I remember deciding what I wanted to do, at sixteen or maybe seventeen, in the throes of High School Drama. As a teenager, and later a BFA student, life as an actor was about stamina. How many hours in a row could you work without food, water, sleep? How much could you still “turn it on” even after weeks of deprivation?
Our instructors, worn gray after years of this kind of work, asked us to “always say yes” — and we took them to heart. But part of me knew it wasn’t exactly the right way to look at things. In a scene, YES, always say yes… but was this mindset really appropriate and representative of the industry I would be stepping into? In the real world, you have to carefully look at every script before signing up to participate in it… right?
With practice, I got really good at working 16 hour days, and 6-7 day work weeks, and at preparing my coffee and oatmeal the night before. It was thrilling, and easy, in a way. I thrived within the confines of a busy and intense schedule. I knew exactly how I was spending about 16 out of my 24 hours in the day, but only because someone was telling me exactly how to spend that time. In retrospect, I should have been practicing how to self-start. People like to say that being an actor is like running your own business, your own brand and it’s true. Nobody tells the CEO how to spend her day — she has to figure it out for herself.
When I graduated, I spent my first year-and-a-half or so working like crazy. I said yes to every casting call, every audition, every meeting, (almost) every job offer. It didn’t matter if it rehearsed 3 days-a-week an hour away from my house for three months and paid $400! I was doing it. And doing it, and doing it, and doing it. Independent film, after apartment play, after unpaid web series.
Then, the consequences.
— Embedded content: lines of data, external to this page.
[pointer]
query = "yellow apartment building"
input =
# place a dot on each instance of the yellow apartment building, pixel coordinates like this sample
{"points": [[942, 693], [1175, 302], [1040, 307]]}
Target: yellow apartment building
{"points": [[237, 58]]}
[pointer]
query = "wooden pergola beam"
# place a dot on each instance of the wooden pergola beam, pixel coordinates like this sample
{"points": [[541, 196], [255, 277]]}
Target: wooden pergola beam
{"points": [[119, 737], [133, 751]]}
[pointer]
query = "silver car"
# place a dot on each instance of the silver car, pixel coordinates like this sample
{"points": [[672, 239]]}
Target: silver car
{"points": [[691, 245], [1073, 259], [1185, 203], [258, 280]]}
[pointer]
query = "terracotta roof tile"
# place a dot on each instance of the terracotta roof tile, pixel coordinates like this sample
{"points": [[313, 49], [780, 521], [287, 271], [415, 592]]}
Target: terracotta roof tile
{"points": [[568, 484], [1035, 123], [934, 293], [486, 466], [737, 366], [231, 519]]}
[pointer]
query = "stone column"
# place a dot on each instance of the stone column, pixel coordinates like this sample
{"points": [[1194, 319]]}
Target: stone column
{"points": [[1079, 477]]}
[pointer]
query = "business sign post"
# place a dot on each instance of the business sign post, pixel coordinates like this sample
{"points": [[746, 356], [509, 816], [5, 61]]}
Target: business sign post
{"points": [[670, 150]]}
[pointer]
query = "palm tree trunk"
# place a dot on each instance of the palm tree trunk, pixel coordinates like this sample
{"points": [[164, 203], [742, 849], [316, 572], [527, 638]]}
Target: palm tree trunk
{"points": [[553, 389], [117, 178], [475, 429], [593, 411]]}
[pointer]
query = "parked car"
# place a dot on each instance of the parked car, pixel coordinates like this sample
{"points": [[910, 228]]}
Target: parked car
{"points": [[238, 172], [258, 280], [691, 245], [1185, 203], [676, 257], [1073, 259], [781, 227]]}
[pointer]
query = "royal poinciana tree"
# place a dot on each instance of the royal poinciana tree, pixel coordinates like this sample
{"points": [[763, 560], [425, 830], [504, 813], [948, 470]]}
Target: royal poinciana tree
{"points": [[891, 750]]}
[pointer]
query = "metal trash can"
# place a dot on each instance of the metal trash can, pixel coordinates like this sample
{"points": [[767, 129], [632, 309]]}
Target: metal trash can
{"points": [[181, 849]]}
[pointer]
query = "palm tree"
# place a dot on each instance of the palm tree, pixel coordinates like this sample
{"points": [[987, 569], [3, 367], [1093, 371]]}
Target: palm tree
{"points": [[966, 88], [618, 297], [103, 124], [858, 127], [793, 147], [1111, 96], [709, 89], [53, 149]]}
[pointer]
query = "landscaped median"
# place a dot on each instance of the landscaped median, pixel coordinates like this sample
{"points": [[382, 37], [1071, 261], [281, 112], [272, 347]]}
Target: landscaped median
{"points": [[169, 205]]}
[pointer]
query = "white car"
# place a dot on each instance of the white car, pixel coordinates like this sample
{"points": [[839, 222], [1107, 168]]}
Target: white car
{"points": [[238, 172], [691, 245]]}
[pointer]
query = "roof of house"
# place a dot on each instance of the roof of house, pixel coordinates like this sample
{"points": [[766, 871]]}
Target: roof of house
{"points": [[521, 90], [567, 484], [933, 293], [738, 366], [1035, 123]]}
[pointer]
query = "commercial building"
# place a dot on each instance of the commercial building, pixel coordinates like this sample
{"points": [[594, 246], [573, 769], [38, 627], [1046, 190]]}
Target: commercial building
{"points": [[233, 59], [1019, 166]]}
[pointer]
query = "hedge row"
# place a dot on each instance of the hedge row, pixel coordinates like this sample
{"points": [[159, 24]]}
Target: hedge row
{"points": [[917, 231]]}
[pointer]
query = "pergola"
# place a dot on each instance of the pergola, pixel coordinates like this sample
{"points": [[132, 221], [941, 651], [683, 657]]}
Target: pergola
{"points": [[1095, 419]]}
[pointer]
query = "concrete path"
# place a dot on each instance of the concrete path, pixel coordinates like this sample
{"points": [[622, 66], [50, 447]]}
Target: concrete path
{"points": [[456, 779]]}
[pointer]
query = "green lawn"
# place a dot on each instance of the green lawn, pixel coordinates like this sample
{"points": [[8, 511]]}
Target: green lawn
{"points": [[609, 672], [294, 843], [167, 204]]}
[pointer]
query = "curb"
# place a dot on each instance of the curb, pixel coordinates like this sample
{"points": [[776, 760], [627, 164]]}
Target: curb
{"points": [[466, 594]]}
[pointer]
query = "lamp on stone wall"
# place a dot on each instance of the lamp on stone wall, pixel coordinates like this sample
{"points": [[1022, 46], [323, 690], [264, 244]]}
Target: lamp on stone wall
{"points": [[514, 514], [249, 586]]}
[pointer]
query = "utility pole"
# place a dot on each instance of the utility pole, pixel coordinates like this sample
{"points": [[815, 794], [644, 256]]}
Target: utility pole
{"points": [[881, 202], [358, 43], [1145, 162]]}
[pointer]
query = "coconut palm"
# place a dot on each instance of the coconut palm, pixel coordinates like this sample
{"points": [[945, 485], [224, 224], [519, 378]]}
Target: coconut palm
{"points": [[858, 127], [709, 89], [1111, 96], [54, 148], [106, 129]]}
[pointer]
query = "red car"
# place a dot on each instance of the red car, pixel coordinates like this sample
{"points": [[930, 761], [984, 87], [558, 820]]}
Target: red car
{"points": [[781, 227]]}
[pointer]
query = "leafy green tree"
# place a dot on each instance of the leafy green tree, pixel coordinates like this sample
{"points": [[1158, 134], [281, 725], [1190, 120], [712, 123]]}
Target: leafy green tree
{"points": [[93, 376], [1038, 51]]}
Depression, exhaustion, depletion. Apathy. I was busy all the time, acting in projects I felt just so-so about… but I was acting, right? I couldn’t quite recall why I’d wanted to do all this work in the first place. Nora then reached out on behalf of Happy Work Spectacular Life, like the little lighthouse in the distance that she is. Right on time.
During my Discovery session with Jodi, I was reminded of a lesson my dad always tried to instill in me: “Don’t say yes to things that uselessly deplete your energy.” Work appeared that would have fulfilled some achy part of my ego (crying: “feed me!” as it does until the end of time), but I couldn’t afford the time it would take. It didn’t pay, it didn’t offer valuable benefits like experience and exposure that I wasn’t getting elsewhere. What’s the moral of the story? I said no because I was busy.
I was doing the work. I was still training in acting class with multiple rehearsals every week, and attending workshops, networking events, seminars—even if it required traveling to New Mexico and back in just one day to save money. Changing the style of my hair, selling things I didn’t need in order to update my wardrobe, figuring out how to actually do makeup: because there are a lot of actors out there, and if you want to stand out, I learned, you have to look the part.
I didn’t have a single meaningful audition in the year 2017. No hi-lighted sides to post on Instagram, nothing to cite when friends asked what I was up to but: “the same old grind.”
What’s the moral of the story? I had to stop acting professionally for a full year in order to do the footwork to get auditions for the jobs I want. I invested my time in the silent and egoless work—not what I wanted to do — the things I knew would make me best-suited for the work I wanted to get. And then something clicked. I had to get specific, dig deep, and figure out what kind of work I actually wanted to do in order to go fight for it, and I needed my discovery session with Jodi to do it.
I’d always heard: opportunity will find you, but it better find you working.
Then there’s this other thing, though, now that the opportunities knock away. This strange, crippling fear of taking any action lest it has some terrible unforeseen consequences. Anonymous fear has come like a dark wool cape, wrapped around from both sides so you can’t see anything but the floor.
I think it was my dad who said: “Bravery doesn’t feel like bravery when you’re doing it. It just feels scary.”
I learned how common that fear is, how even already-toweringly-successful people felt the same paralyzing fear. Jodi asked me to find the image of freedom — the opposite of that fear.
I saw a flash of silk-like light, streaming from the shoulders, open heart forward, on-a-mountain-or-the-bow-of-a-ship-or-something-style.
So when the fear would come, I’d pull my heart forward (I’m a certified yoga teacher, so you can trust me on this one), feel the wool cape fall away, the silk blow back behind me, and ask what the fuck I would do if I wasn’t scared of anything.
That’s not to say the fear doesn’t still come a-knocking. “Feel the fear, find the courage,” quotes my dad again and again, so I keep the practice of the wool and silk in my pocket, for when I need it. And that one’s free — you can have that, I promise it works for me.
As we completed our Discovery session, Jodi asked me to figure out my own definition of success as an actor. I’m still answering that question, but I do know this: I’ll do the work, feel the fear, and find the courage. Because the universe wants me, and you (and you and you!) to succeed. So I’ll try my best not to let it down.